‘No Two Alike’ Motto Is One Factor in Bar Louie Decline
Bar Louie, known for allowing franchisees unusual freedom in changing their stores to local tastes, filed for Chapter 11 bankruptcy protection and is putting itself up for sale.
Bar Louie hired an investment banker to sell the chain of 134 restaurants last fall, but three letters of intent turned up no deal. Now the Addison, Texas-based chain has filed for Chapter 11 bankruptcy protection, is closing 38 stores and is seeking bids from its secured lenders, for a minimum bid of $82.5 million, in hopes of attracting a new buyer.
“No two Bar Louie restaurants are alike,” says Bar Louie’s promotional materials in a pitch often made to franchisees, who were allowed unusual freedom to cater their stores to local markets. “Each individual Bar Louie contains its own set of diverse characteristics, yet we offer operational systems and a roadmap to set up franchisees for success.”
It’s ironic, then, that “inconsistent brand experience” was cited as one of three reasons for the decline at the chain. The other two were recent expansion and decreased traffic at malls.

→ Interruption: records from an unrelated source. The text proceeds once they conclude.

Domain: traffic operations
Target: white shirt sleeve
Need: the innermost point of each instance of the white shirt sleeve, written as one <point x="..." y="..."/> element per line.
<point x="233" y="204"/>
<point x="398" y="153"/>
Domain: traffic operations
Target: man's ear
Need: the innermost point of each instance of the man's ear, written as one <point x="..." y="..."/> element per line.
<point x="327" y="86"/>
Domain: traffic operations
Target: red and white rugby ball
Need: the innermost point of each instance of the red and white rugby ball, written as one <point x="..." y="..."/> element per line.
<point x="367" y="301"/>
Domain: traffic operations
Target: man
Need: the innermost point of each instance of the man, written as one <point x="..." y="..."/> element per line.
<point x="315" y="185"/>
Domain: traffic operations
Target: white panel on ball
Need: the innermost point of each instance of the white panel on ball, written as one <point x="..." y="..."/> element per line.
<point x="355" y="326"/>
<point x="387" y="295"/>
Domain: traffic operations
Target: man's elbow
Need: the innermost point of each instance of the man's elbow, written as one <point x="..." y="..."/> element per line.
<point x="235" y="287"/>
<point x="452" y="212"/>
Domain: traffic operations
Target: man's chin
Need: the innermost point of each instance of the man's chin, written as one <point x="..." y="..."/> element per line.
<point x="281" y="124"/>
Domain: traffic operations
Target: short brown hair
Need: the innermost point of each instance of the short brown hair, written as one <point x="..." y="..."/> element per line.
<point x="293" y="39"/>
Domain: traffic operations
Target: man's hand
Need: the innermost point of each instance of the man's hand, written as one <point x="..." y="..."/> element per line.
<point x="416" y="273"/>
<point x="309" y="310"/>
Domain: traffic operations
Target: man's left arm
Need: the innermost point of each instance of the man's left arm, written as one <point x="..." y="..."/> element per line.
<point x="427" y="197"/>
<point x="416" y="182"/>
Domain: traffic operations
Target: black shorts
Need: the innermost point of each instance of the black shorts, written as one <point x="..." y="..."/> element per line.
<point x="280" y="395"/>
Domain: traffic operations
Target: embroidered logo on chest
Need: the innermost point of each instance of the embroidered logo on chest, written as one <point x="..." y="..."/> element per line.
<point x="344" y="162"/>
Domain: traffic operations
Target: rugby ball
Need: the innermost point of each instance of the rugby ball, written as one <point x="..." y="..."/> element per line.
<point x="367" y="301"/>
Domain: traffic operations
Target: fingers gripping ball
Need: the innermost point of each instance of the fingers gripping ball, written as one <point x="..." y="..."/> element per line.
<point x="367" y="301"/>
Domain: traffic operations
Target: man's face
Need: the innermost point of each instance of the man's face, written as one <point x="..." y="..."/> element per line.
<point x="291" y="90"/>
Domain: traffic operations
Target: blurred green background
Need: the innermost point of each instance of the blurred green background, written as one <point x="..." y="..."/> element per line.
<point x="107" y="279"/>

Revenue was down 3.7 percent to $252 million last year, and the declines were “accelerating,” the company said. Its bankruptcy filing lists more than $100 million in debt.
The sale through Chapter 11 “will help us to focus on our profitable core locations and expand in areas that have a proven track record of success,” said Tom Fricke, CEO, in a statement. Private equity firm Sun Capital Partners bought Bar Louie in 2010.